NOC seeks to force through southern fuel shipments

By Libya Herald Reporters.

The Libyan NOC/Brega's Fuel Crisis Committee fighting fuel smuggling by land (Photo: Brega).

NOC’s Brega subsidiary seeks to resume southern fuel shipments (File photo)

Tripoli, 1 October 2017:

Over a million litres of fuel were today heading to the south of Libya as the National Oil Corporation (NOC) sought to beat the lawlessness which has stopped southern road tanker movements.

NOC’s fully-owned subsidiary, Brega Oil and Marketing, sent of 910,000 litres of petrol and quarter of a million litres of diesel in convoys heading to Jufra and Sebha, to replenish 11 fuel stations in the south.

In recent months, Brega drivers have been killed, kidnapped or dumped when their trucks were seized en route to the south. The most vicious attackers appear to have been mounted by terrorists of the so-called Islamic State. However,  there is strong evidence that some of the trucks have been intercepted by militias involved in fuel smuggling. On at least one occasion, there has been the suspicion that a driver was in cahoots with the smugglers.

The result has been a dearth of fuel in the south of the country and rocketing prices for petrol and diesel that did get through.  This June, the Fuel and Gas Crisis Committee decided that no more shipments to the south could be made until the Presidency Council (PC)  and local authorities along the route were able to protect shipments.

On Saturday, NOC chief Mustafa Sanalla demanded that exceptional supply efforts should  be made until the fuel shortage in the south was overcome.

What is not yet apparent is how NOC has organised this. The state oil company says that it has  reached deals with local authorities and tribal elders along the route. It also says that it has  received support from the PC’s Government of National Accord (GNA).

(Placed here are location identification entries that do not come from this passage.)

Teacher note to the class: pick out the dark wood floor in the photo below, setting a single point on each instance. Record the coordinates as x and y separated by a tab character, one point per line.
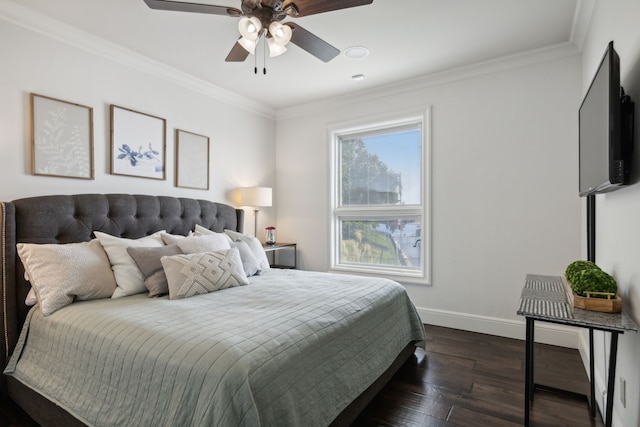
463	379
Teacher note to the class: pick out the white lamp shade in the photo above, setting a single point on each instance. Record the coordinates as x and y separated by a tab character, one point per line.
280	34
275	49
250	28
255	196
248	45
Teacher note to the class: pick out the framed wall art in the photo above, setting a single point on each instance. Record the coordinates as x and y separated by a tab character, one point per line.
138	144
192	160
61	138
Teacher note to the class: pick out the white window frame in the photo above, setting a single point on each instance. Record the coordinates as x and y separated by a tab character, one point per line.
421	276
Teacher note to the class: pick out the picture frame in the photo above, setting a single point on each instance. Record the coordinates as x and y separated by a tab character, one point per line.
138	144
192	160
61	138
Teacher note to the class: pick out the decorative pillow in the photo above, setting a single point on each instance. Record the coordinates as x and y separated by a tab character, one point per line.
254	245
201	231
62	273
31	299
249	261
148	261
201	273
208	243
128	277
171	239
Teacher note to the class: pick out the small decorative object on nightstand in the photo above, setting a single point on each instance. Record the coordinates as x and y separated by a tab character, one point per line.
279	252
270	235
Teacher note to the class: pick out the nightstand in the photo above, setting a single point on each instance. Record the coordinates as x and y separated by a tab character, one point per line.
281	251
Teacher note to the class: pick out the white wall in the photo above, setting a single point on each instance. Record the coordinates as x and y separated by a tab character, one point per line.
617	219
504	182
44	57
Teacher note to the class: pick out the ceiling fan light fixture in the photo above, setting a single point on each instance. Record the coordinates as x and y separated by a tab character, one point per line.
280	34
275	49
248	45
250	28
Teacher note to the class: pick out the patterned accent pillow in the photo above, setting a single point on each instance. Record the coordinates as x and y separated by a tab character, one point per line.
62	273
201	273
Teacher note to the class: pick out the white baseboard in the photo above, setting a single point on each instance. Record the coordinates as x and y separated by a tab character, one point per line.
547	333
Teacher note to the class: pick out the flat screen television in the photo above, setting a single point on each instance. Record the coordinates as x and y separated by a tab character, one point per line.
606	130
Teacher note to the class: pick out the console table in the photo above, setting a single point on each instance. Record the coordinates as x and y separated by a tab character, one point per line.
544	298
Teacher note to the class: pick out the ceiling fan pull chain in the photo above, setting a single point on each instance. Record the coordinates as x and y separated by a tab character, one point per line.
255	64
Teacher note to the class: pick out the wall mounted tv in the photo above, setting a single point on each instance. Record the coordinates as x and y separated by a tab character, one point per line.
606	130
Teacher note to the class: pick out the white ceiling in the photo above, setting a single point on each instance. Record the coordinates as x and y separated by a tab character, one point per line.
407	39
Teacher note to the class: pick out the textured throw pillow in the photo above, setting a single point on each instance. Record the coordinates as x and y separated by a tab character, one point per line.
171	239
249	261
148	261
201	273
62	273
254	245
128	277
208	243
31	299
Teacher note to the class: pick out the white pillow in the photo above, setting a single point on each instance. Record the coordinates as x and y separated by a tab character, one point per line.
204	243
171	239
254	245
31	299
249	261
201	273
201	231
128	277
62	273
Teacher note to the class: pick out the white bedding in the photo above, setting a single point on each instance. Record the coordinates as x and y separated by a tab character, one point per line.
293	348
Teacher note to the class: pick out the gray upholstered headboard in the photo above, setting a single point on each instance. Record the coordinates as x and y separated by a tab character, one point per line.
68	219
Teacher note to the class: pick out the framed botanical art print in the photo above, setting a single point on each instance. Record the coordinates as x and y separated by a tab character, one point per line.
61	138
138	144
192	160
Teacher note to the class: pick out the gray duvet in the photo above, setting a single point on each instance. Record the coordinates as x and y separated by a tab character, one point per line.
292	348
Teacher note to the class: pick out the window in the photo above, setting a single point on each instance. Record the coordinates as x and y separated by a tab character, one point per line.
379	199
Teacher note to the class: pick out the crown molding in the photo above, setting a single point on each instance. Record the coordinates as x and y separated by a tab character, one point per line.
54	29
581	22
518	60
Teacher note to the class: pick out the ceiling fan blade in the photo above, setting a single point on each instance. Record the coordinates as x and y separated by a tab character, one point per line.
192	7
312	43
311	7
237	54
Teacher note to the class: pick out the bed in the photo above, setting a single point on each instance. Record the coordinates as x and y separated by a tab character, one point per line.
289	348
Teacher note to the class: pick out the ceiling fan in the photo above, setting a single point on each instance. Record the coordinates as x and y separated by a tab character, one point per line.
262	17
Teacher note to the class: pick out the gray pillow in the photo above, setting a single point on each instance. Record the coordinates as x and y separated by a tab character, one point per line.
62	273
148	261
250	263
209	243
201	273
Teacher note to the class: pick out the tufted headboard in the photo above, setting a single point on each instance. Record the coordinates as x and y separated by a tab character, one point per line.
68	219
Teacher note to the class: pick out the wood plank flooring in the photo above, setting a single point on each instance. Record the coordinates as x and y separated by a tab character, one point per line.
463	379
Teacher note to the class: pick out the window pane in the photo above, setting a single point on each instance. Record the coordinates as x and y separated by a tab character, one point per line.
385	242
381	168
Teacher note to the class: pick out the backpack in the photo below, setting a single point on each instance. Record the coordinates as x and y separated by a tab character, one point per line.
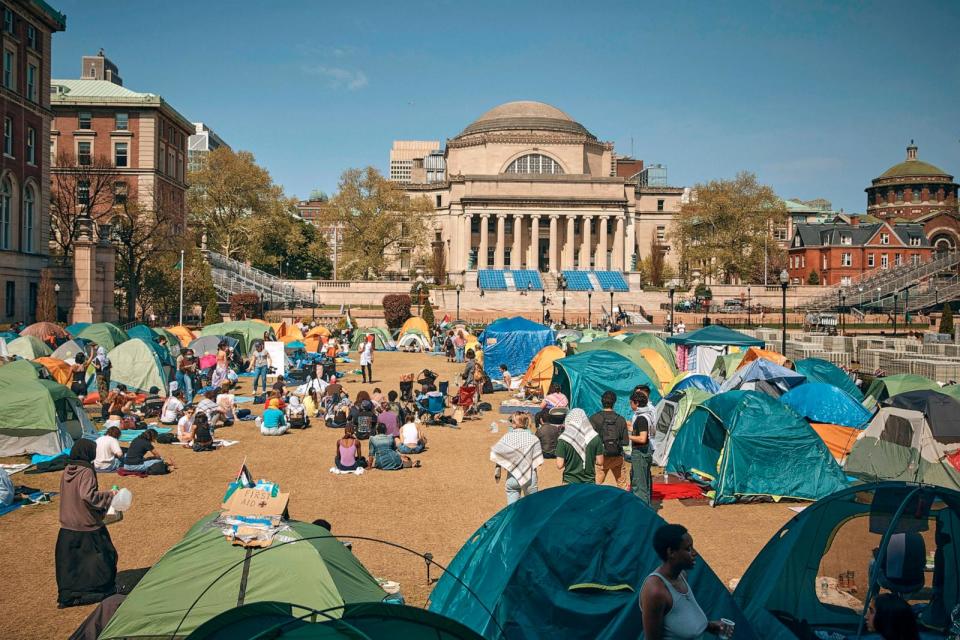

However, it is currently unclear if that support involves armed escorts for the trucks heading south. The PC’s presidency guard is still forming, therefore the only military formation likely to be available to protect fuel trucks on their southward journey would be Misratan units from the Bunyan Marsous operation which ejected terrorists from the so-called Islamic State (IS)  from Sirte last year. Elements of this force have already been deployed hunting down IS fighters to ares to the south of Sirte. These search and destroy missions have been supported by US airstrikes.